Tabula rasa, a blank slate, that’s what some philosopher I read about in school thought a child was. His term became entwined with its opposite to become the nature versus nurture debate in education. What you see today is to some degree a blank slate. Just as we all learned whoever tried to teach (or raise children), neither side of this argument is accurate on its own.
Wood has its cellular makeup, its colors, its shape, hardness, etc. Wood has been through many environmental experiences before ever entering our hands. Above all to me, wood has its own survivability. The trees that were the source of this wood forced their way through the dirt and the surrounding social and physical environment to become what it is.
Still, the legs you see in the picture (for that’s what they are intended for) are blanks.

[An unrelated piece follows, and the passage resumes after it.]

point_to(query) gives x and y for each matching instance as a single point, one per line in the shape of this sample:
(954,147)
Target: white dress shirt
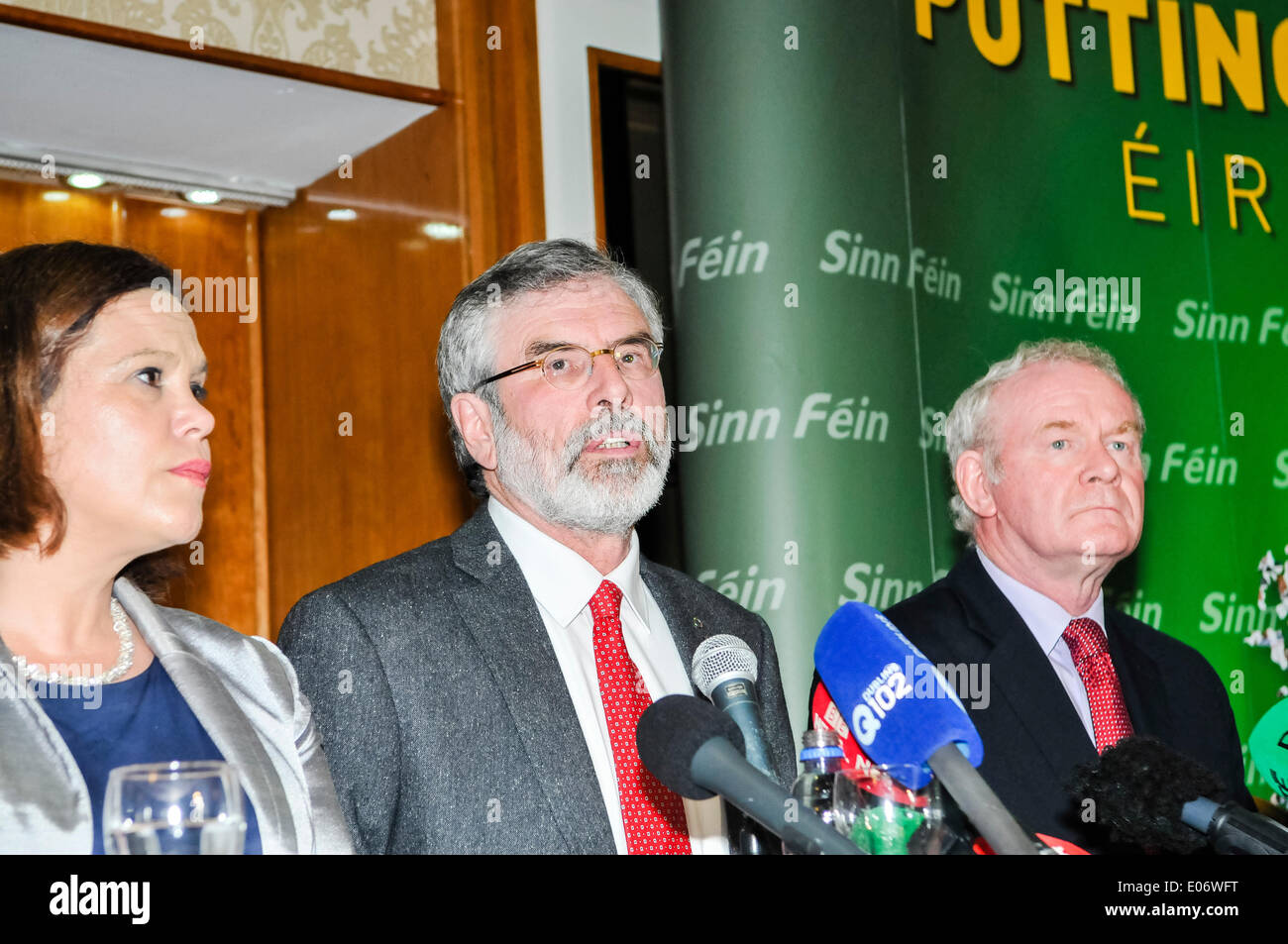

They are blank in that, although their potential for this project has been limited, there are still places they could go and serve my purpose for them. The crooked ones (which are the back legs for the chairs) could be configured to receive whatever kinds of backs I might want. These will be receiving a comb back and getting another couple of cuts to provide some angle that will give the overall chair a kind of movement as it comes off the floor. They, along with the front legs, will also be the supports for the stretchers, the thin pieces of wood at the bottom of a chair that provide it a little support. These with the seat and the comb backs (and in the captain’s chairs—the four long pieces are the front legs for these—the armrests) help to hold the arms together.
Another step that awaits them is the assembly and finishing of the pieces. This provides the personality for the chairs. It brings out the melding of grains and the brightening of the colors that make them more responsive to our vision.
For now, though, they are relatively blank. Potential oozing out of them.